Yeryüzünün bazı coğrafi bölgeleri insan anlayışını yükseltme ve kozmik tesirleri taşımak bakımından diğer bölgelere nazaran daha üstündürler.
Bu tür yerlere "kozmik coğrafi merkezler" denir. Antik zamanlardaki mabetlerin inşa edileceği yerlere bu kutsal coğrafi noktalar dikkate alınarak karar verilmiştir.
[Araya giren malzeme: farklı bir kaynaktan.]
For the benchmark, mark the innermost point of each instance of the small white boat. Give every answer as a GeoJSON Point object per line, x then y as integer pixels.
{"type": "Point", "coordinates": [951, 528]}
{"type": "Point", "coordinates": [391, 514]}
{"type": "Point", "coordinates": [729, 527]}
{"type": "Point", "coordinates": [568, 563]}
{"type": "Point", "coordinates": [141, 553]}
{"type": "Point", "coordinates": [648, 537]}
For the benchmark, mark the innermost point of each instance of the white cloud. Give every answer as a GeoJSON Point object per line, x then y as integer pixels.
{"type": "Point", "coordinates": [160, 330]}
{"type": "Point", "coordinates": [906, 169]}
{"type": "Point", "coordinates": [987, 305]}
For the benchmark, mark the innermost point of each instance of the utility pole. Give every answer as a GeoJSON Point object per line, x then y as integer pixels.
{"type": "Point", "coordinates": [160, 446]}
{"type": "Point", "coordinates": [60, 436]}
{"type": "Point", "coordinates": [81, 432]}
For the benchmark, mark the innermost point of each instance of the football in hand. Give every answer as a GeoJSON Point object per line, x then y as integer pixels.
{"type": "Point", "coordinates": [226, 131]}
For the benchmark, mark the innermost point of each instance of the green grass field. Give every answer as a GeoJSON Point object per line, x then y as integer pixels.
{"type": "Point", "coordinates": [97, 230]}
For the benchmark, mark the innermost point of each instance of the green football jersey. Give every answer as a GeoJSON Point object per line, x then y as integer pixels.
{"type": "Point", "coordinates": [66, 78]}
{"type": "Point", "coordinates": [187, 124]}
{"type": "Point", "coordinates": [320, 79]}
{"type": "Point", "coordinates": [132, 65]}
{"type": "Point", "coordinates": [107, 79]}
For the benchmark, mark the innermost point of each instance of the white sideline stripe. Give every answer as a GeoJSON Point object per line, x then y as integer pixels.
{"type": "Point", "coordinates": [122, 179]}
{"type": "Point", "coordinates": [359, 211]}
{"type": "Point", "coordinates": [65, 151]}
Merkezler için dünyanın manyetik alanı kullanılmış ve kadim bilgiler toplanarak ancak seçilmiş olanların girebileceği yerlere aktarılmıştır.
Bu öykü magara'nın, akra'nın, semystra'nın, alma roma'nın, konstantinopolis ve istanbul'un hiçbir zaman bakir olmadığını. Her şeyin bir öncesinin bulunduğunu ve dünyanın başlangıcından sonuna kadar akıp giden zamanı ölçen evrensel bir saatin bu kadim şehrin derinliklerinde saklı olduğunu anlatmaktadır.
İnsanlığın çağ atlaması için eflatun'un deyimiyle "mağaradan dişarı çıkış" süreci gerekmektedir. Ama bu öyküde 2. Mehmet'in "mağaraya giriş öyküsü" var.